Blank Plots & Graphic Devices

To create blank plots, there are few options:

from 'base' package:

plot.new()

frame()

plot(1,type="n",axes=FALSE,xlab="",ylab="")



blank plots without margins

par(mar=rep(0,4)) 
plot(1,type="n",axes=FALSE,xlab="",ylab="")



using 'lattice' package:

xyplot(1~1,col="transparent",scales=list(draw=FALSE),xlab="",ylab="",par.settings=list(axis.line=list(col=0)))


To open graphic device:

x11()       #for linux, but also works for other OS if installed  

windows()     #for windows  

quartz()      #for Mac 

Friday, 17 October 2014

Regular Expression

Regular expression can be used in R to substitute, extract or search of pattern of texts.


To extract a part of texts, we can use sub() with "\\n" as the replacement (n is an integer, usually 1 or 2). The example extracts date from a file name "ABC_2014_10_23.csv".

sub("^[A-Za-z]+(_)([0-9]{4}(_)[0-9]{2}(_)[0-9]{2})(.)[A-Za-z]+","\\2","ABC_2014_10_23.csv")

"2014_10_23"


To replace certain words with another| word, we can do the following.

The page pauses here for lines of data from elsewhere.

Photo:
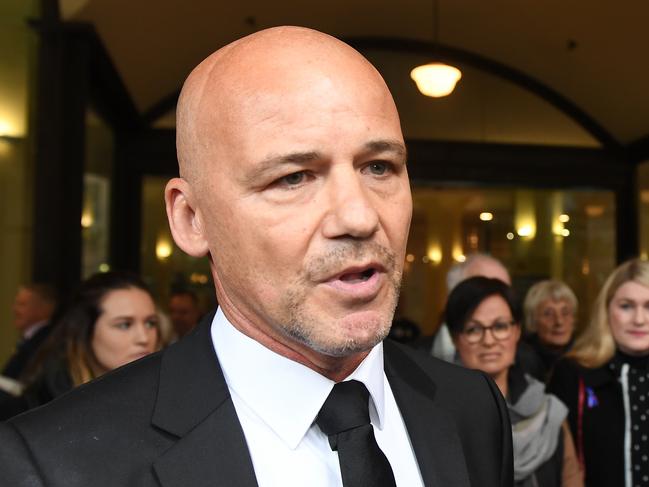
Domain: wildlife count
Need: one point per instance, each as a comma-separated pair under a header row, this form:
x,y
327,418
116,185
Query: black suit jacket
x,y
168,420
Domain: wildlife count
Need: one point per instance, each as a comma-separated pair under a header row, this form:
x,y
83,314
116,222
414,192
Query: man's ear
x,y
185,220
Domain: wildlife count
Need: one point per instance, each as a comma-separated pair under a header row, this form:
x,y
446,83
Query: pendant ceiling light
x,y
436,79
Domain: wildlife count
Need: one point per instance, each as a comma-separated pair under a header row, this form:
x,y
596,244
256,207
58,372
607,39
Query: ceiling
x,y
592,53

gsub("\\s*\\b(meters|m|meter)\\b","m",
"DAS FE TDAS 5meter ADSA RE 12 meters SA 23 Meters DASD 3 m",
ignore.case=TRUE)

"DAS FE TDAS 5meter ADSA RE 12m SA 23m DASD 3m"


To find fields matching the pattern, we can use grep().

The below looks for numbers followed by alphabet:

A<-c("SDA09DA","ADCZFD","081382","ASDF8673")
A[grep("[A-Z]+[0-9]+",A)]

"SDA09DA"  "ASDF8673"


The below looks for numbers between alphabets:

A<-c("SDA09DA","ADCZFD","081382","ASDF8673")
A[grep("[A-Z]+[0-9]+[A-Z]",A)]

"SDA09DA"


The below looks for more complex pattern. This example looks for typical address format.

A<-c("100 ASD ST DASER","CSADAS SS ASD ADA",
"321 DSA XCSACXZ SADAS 213","321/32 ASA ASDDD RD WEASF",
"DSA 231 DDG BGBVCVB","SUITE 1/43 SAFDSA AVE ASDA",
"UNIT 21/2 ADSD AV SDADFF")

A[grep("^[A-Z]*\\s*[0-9]+\\s*(/)*\\s*[0-9]*\\s*[A-Z]+\\s*[A-Z]*\\s*(ST|RD|AVE|AV)\\s*[A-Z]*$",A)]

"100 ASD ST DASER"           
"321/32 ASA ASDDD RD WEASF" 
"SUITE 1/43 SAFDSA AVE ASDA" 
"UNIT 21/2 ADSD AV SDADFF"  



For more regular expression language, go to either of the following websites:


http://msdn.microsoft.com/en-us/library/az24scfc(v=vs.110).aspx

http://www.rexegg.com/regex-quickstart.html











Functions for Arithmatic

The following are some of the useful functions of arithmatic in R apart from +, -, *, /, ^ and sqrt()


To set limits before using scientific notation for large numbers, you can set the 'scipen' parameter within options(). The default limit is 10^12 for displaying in R console and 10^7 for the graphic device.

The below is larger than 10^13, and R reverts to using scientific notation.

31423190532586

3.142319e+13


By setting the option to scipen=15, the same number is retained in its natural form.

options(scipen=15)
31423190532586

31423190532586


For plotting:

plot(1:10,seq(0,100000000,length=10))
 


















options(scipen=8)
plot(1:10,seq(0,100000000,length=10))




















To round the figure to significant figures, you can use the below function.

signif(12645.654,digits=2)

13000


signif(0.00034526,digits=2)

0.00035



For rounding figures, you can do the following.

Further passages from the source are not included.